Pollutant and greenhouse gas emission inventories provide essential information for policy makers, governments and subsidiary bodies to evaluate progress towards emission abatement measures, and decide on future strategies. Inventories use different methodologies between countries, and have large uncertainties related to both activity data and emission factors. The use of satellite data, notably the imagery of the atmospheric composition, should enhance the accuracy, timeliness and the spatial and temporal resolution of inventories.
The European Space Agency (ESA)-funded WORLD EMISSION project kicked-off on 4th of March 2022 and will last two years. The project aims to provide an enhanced global emission monitoring service by developing top down emissions estimates based on satellite data.
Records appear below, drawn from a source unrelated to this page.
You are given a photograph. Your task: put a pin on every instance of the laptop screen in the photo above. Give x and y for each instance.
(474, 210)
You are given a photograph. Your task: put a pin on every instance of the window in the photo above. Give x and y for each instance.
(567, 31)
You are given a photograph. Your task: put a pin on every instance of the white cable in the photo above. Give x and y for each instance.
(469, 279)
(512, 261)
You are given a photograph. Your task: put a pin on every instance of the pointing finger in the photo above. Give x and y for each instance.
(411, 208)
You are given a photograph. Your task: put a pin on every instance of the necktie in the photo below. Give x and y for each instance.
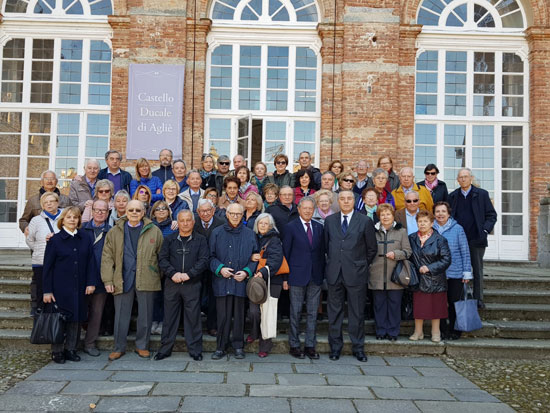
(345, 225)
(309, 233)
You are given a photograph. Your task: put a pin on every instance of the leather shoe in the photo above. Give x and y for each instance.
(58, 357)
(115, 355)
(218, 354)
(145, 354)
(71, 355)
(296, 352)
(360, 356)
(334, 355)
(311, 353)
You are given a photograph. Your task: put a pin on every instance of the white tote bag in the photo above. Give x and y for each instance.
(268, 312)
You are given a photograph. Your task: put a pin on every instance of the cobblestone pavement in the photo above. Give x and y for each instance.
(275, 384)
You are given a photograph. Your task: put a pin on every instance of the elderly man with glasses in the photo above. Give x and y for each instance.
(129, 268)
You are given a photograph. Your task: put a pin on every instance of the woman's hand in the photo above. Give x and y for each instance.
(49, 298)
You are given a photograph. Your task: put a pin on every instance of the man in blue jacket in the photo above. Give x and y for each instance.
(231, 249)
(473, 210)
(303, 245)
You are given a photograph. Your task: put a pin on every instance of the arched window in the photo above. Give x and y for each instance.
(471, 106)
(55, 96)
(263, 84)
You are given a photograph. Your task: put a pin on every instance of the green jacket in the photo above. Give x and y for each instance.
(147, 269)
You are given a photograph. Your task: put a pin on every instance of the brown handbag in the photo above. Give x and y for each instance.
(284, 269)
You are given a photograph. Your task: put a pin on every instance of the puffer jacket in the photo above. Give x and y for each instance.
(395, 239)
(147, 268)
(435, 254)
(461, 266)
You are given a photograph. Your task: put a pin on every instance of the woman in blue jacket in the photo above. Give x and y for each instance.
(460, 270)
(144, 177)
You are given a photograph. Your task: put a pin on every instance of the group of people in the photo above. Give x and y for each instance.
(181, 242)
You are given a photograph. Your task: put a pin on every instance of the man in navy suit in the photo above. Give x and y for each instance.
(303, 245)
(350, 242)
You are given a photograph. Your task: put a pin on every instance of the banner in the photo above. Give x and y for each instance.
(155, 110)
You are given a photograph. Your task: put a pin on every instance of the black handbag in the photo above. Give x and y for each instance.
(48, 327)
(404, 274)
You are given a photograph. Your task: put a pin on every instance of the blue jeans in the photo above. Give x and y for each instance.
(312, 295)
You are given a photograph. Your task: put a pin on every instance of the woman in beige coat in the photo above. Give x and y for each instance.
(393, 246)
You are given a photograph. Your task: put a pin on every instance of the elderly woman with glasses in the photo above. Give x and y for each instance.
(437, 188)
(104, 191)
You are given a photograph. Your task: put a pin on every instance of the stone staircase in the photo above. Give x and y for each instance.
(516, 321)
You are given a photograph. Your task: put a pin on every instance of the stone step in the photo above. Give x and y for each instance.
(526, 312)
(466, 347)
(516, 296)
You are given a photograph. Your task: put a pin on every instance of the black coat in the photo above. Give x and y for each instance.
(196, 252)
(436, 255)
(69, 267)
(440, 192)
(273, 254)
(485, 215)
(282, 216)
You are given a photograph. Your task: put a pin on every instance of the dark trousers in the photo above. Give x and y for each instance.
(72, 331)
(476, 256)
(454, 293)
(356, 315)
(96, 302)
(387, 311)
(256, 318)
(312, 294)
(37, 292)
(230, 313)
(177, 296)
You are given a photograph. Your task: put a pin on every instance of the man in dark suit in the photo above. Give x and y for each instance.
(472, 208)
(204, 225)
(350, 242)
(303, 245)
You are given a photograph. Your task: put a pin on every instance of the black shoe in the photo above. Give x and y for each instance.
(296, 352)
(218, 354)
(71, 355)
(360, 356)
(311, 353)
(58, 358)
(334, 355)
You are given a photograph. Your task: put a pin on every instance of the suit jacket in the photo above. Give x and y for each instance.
(352, 253)
(306, 262)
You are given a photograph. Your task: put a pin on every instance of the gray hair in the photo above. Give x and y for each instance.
(307, 199)
(379, 171)
(111, 152)
(270, 219)
(124, 193)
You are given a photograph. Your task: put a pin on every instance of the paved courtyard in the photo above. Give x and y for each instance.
(278, 383)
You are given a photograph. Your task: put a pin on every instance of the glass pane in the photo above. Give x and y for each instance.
(512, 158)
(425, 134)
(512, 180)
(512, 225)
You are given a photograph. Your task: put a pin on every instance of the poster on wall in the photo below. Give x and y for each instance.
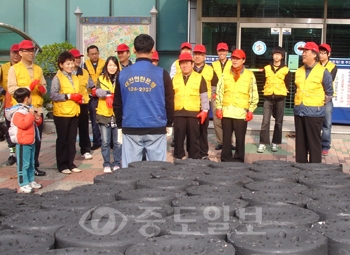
(108, 32)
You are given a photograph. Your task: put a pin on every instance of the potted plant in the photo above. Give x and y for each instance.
(47, 60)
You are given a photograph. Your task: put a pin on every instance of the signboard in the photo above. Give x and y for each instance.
(108, 32)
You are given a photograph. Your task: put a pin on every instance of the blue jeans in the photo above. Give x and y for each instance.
(96, 133)
(25, 163)
(327, 127)
(106, 132)
(133, 145)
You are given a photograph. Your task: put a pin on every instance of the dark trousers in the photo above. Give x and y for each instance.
(66, 128)
(38, 143)
(203, 138)
(186, 127)
(308, 139)
(84, 139)
(240, 128)
(10, 144)
(96, 133)
(276, 108)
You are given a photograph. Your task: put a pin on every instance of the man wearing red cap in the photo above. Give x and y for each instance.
(313, 90)
(123, 52)
(237, 98)
(26, 74)
(14, 59)
(325, 53)
(191, 103)
(94, 65)
(85, 82)
(276, 80)
(220, 66)
(211, 79)
(143, 105)
(175, 67)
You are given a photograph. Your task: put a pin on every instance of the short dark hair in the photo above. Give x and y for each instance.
(143, 43)
(20, 94)
(63, 57)
(105, 72)
(92, 47)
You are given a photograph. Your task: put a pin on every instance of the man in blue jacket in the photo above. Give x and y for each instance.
(143, 105)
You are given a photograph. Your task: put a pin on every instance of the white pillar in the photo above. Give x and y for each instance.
(78, 32)
(153, 28)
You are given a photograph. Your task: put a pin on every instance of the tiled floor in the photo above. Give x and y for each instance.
(339, 154)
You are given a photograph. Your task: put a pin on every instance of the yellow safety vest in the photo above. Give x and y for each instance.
(24, 80)
(207, 73)
(94, 74)
(309, 92)
(102, 108)
(217, 67)
(187, 96)
(274, 84)
(83, 81)
(330, 66)
(67, 108)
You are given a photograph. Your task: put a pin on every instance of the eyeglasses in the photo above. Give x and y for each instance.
(29, 51)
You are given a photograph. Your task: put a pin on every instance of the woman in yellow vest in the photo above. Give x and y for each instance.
(237, 98)
(105, 115)
(66, 100)
(313, 90)
(276, 79)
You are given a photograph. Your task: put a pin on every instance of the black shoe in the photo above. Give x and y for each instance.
(95, 147)
(218, 147)
(11, 160)
(38, 172)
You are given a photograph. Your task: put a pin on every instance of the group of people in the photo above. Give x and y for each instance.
(133, 106)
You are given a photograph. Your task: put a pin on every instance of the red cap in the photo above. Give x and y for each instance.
(222, 46)
(325, 46)
(186, 45)
(14, 47)
(185, 57)
(122, 47)
(310, 46)
(238, 54)
(199, 48)
(26, 44)
(76, 53)
(155, 55)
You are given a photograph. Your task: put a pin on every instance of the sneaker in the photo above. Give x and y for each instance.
(325, 152)
(274, 147)
(11, 160)
(35, 185)
(261, 148)
(66, 171)
(76, 170)
(25, 189)
(107, 169)
(87, 155)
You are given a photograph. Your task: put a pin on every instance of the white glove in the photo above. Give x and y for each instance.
(120, 135)
(169, 131)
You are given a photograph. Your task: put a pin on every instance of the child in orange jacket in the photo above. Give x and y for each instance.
(23, 132)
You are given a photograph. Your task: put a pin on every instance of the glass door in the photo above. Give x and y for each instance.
(258, 40)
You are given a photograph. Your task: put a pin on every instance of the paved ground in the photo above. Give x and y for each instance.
(339, 154)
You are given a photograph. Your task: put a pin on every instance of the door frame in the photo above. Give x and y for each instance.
(280, 25)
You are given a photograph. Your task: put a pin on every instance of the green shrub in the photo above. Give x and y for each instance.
(47, 58)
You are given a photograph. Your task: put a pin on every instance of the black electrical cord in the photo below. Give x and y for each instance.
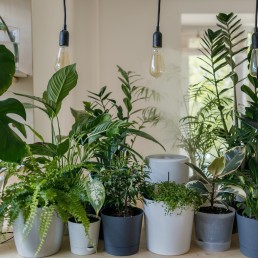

These estimates based on proven methodologies from the science community will be compared with bottom-up inventories, in close collaboration with end-user organisations, to define related product target requirements.
Objective
The ambition of the WORLD EMISSION project’s team is to develop an emission inventory system with the following characteristics:
- Species to be monitored: CH4, CO2, H2O, NH3, SO2, NO2, PM, CO, CH3OH (methanol), CH2O (formaldehyde), CHOCHO (glyoxal), Isoprene.
- Increase spatial and temporal resolution of existing inventories by introducing high resolution satellite data.
- New processing framework that is capable to work globally (at least, capable to manage the heterogeneities of different regions).
- Cover localized point source emissions from large industrial sites, hotspot emissions from oil, gas, and coal extraction basins forest fires and megacities, and regional and national scale emissions.
- Attribution of the anthropogenic sources to socioeconomic sectors.
- Merge the specific processing stages of each specie into a unified flow.